> (I didn't have control over temperature settings.) That's...interesting. You'd...

danpalmer · 2025-09-18T03:54:16 1758167656

Reducing temperature to 0 doesn't make LLMs deterministic. There's still a bunch of other issues such as float math results depending on which order you perform mathematically commutative operations in.

riffraff · 2025-09-18T04:50:55 1758171055

I keep reading this but I don't get it: for the same input shouldn't the order of resulting operations be deterministic too?

NitpickLawyer · 2025-09-18T06:05:53 1758175553

It gets more complicated with things like batch processing. Depending on where in the stack your query gets placed, and how the underlying hardware works, and how the software stack was implemented, you might get small differences that get compounded over many token generations. (vLLM - a popular inference engine, has this problem as well).

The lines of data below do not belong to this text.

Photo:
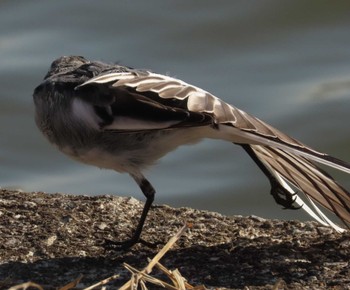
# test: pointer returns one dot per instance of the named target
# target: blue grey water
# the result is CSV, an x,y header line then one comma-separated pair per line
x,y
287,62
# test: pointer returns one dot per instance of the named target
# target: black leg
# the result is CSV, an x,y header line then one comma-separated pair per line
x,y
149,192
281,195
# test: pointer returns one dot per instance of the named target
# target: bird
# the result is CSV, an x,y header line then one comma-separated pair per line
x,y
125,119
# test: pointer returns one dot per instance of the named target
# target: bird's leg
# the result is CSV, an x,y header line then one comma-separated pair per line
x,y
281,195
149,192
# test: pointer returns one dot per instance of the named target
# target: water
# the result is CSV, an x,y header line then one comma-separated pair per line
x,y
287,62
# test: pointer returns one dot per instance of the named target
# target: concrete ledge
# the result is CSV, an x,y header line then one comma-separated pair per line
x,y
51,239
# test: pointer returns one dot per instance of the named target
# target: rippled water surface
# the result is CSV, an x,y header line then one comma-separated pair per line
x,y
287,62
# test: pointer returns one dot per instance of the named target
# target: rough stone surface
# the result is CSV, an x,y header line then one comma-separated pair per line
x,y
51,239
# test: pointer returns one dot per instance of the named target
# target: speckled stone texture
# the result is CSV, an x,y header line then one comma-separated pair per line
x,y
51,239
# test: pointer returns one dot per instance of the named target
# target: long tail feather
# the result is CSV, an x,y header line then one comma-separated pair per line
x,y
315,183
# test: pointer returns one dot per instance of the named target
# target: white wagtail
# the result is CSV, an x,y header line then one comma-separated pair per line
x,y
125,119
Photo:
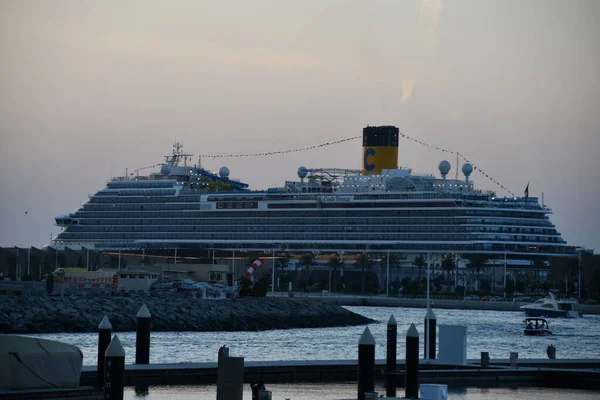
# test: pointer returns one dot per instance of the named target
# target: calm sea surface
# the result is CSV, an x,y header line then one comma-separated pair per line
x,y
331,391
497,332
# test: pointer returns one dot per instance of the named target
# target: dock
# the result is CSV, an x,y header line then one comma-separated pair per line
x,y
543,372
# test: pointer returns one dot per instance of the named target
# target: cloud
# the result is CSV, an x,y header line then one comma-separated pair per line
x,y
407,85
429,16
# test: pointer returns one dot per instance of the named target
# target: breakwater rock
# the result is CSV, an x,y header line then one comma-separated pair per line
x,y
55,314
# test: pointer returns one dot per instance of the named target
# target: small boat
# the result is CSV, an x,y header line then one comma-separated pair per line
x,y
536,327
549,306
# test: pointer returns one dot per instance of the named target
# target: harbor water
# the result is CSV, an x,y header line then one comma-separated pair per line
x,y
347,390
496,332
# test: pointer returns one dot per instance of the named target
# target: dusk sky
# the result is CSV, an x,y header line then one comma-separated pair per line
x,y
89,89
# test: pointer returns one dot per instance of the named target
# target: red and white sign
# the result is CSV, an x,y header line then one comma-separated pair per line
x,y
254,265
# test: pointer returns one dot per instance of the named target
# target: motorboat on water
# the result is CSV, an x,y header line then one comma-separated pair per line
x,y
549,306
536,327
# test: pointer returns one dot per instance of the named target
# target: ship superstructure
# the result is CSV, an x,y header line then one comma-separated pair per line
x,y
379,208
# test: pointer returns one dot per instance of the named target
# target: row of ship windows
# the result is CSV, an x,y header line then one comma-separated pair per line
x,y
146,198
339,246
186,202
306,228
306,236
491,225
136,185
323,221
303,213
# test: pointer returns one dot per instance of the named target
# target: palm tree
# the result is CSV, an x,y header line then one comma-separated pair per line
x,y
476,263
283,261
364,262
419,262
308,260
334,263
394,262
448,265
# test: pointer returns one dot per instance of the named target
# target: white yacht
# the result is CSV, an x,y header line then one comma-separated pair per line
x,y
549,306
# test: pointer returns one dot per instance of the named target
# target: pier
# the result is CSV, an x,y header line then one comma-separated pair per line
x,y
543,372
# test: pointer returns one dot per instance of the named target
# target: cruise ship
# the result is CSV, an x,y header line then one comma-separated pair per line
x,y
380,208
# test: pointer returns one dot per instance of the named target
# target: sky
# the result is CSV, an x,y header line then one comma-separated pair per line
x,y
92,89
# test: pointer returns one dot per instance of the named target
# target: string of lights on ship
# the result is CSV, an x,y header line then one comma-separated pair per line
x,y
308,148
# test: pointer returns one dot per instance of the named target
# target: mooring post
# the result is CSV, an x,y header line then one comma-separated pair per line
x,y
114,370
430,334
104,333
142,336
411,384
391,348
366,364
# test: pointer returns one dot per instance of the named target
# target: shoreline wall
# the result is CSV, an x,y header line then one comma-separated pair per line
x,y
56,314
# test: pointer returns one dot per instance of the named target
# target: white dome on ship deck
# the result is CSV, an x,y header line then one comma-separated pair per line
x,y
165,169
467,169
224,172
444,167
302,172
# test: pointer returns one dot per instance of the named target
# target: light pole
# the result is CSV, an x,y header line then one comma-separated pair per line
x,y
505,275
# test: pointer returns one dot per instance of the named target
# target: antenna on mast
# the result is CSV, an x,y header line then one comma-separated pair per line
x,y
456,175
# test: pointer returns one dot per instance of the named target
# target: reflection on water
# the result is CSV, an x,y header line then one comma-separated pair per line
x,y
497,332
347,390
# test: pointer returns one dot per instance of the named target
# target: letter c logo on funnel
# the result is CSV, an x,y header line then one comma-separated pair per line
x,y
369,152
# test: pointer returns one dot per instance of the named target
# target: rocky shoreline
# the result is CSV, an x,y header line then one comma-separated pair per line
x,y
56,314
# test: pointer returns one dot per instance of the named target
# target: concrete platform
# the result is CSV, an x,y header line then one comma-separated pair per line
x,y
548,373
84,392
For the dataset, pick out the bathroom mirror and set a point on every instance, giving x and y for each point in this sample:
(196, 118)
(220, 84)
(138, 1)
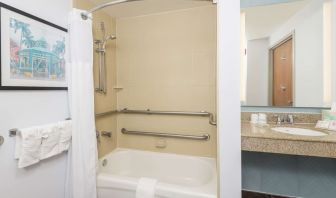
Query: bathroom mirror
(286, 53)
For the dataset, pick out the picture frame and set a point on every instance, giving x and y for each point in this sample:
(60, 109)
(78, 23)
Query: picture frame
(33, 52)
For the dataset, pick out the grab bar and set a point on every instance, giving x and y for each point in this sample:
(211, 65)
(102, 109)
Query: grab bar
(150, 112)
(167, 135)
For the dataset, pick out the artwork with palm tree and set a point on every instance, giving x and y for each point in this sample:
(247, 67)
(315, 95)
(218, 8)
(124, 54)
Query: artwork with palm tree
(35, 53)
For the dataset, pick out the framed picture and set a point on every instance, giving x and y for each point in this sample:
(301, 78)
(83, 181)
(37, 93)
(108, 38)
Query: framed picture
(33, 52)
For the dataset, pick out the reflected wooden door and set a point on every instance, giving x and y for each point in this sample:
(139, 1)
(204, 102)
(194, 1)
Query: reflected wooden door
(283, 74)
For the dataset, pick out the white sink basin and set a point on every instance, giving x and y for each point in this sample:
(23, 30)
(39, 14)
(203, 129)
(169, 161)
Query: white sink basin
(298, 131)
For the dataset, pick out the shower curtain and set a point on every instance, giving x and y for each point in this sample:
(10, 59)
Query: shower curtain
(82, 158)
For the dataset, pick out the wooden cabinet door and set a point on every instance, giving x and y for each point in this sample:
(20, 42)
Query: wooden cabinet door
(283, 74)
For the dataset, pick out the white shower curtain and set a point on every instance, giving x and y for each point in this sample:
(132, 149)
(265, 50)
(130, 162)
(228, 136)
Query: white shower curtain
(82, 161)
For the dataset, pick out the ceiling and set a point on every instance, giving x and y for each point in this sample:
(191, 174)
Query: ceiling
(261, 21)
(145, 7)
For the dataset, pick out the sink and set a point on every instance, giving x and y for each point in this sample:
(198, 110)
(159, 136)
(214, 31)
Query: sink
(299, 131)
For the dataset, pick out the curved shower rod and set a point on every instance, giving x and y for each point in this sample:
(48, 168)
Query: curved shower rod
(85, 15)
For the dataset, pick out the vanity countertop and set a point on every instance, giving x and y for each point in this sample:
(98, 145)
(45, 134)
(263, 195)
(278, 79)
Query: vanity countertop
(264, 139)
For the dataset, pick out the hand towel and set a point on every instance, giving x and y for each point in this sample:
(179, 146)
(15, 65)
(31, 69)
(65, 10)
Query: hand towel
(146, 188)
(50, 140)
(65, 129)
(27, 149)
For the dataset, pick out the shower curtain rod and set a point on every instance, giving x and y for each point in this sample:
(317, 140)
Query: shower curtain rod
(85, 15)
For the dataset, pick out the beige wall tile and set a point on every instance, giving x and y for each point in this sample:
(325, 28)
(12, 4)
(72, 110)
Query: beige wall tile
(167, 61)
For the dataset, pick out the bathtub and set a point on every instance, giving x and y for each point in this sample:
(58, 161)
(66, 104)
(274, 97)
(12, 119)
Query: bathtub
(178, 176)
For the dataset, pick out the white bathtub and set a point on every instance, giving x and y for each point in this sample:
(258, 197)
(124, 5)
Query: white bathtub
(179, 176)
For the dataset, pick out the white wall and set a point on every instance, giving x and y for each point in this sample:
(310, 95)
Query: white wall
(228, 98)
(308, 45)
(258, 72)
(26, 108)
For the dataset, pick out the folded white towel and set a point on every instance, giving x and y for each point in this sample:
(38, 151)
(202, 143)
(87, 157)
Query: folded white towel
(50, 141)
(27, 149)
(36, 143)
(65, 129)
(146, 188)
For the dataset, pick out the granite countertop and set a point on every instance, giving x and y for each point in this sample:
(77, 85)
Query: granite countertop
(264, 139)
(252, 130)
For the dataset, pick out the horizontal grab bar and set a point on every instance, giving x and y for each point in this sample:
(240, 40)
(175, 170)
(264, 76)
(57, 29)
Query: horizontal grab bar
(150, 112)
(167, 135)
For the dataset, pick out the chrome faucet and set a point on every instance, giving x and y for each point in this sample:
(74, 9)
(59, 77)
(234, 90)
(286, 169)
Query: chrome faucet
(288, 119)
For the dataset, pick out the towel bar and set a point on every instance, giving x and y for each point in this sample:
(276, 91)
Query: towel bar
(167, 135)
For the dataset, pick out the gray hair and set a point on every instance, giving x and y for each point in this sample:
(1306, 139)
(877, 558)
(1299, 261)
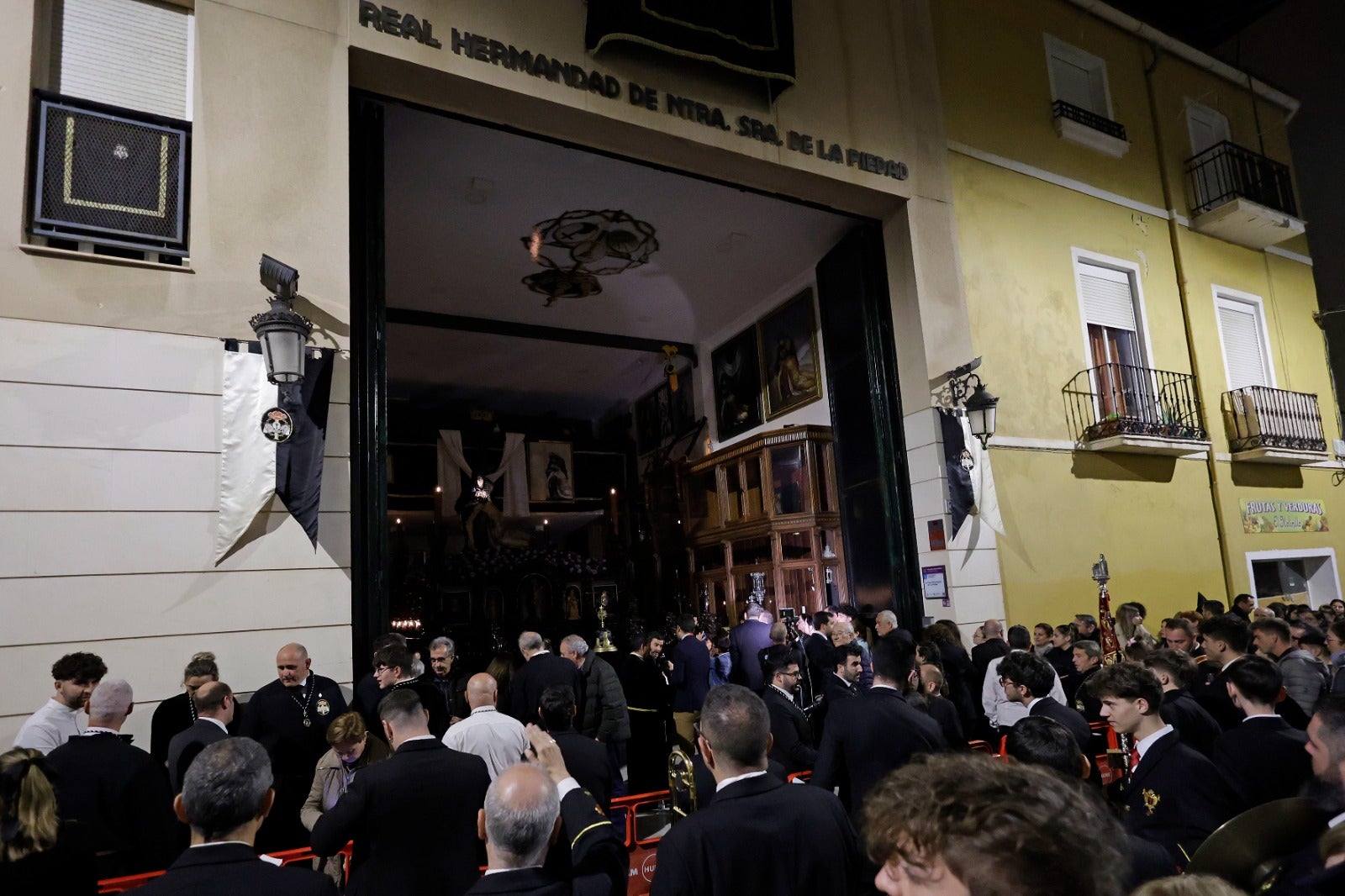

danpalmer · 2025-09-18T05:01:30 1758171690

Not necessarily. This is a good blog post from a few days about it: https://thinkingmachines.ai/blog/defeating-nondeterminism-in...

riffraff · 2025-09-19T04:59:39 1758257979

Fantastic article, thanks!

bschwindHN · 2025-09-18T05:25:14 1758173114

Previous discussion:

https://news.ycombinator.com/item?id=19567011

And a quora link (sorry):

https://www.quora.com/If-floating-point-addition-isnt-associ...

HDThoreaun · 2025-09-18T15:19:23 1758208763

Associative property of multiplication breaks down with floating point math because of the error. If the engine is multithreaded then its pretty easy to see how ordering of multiplication can change which can change the output.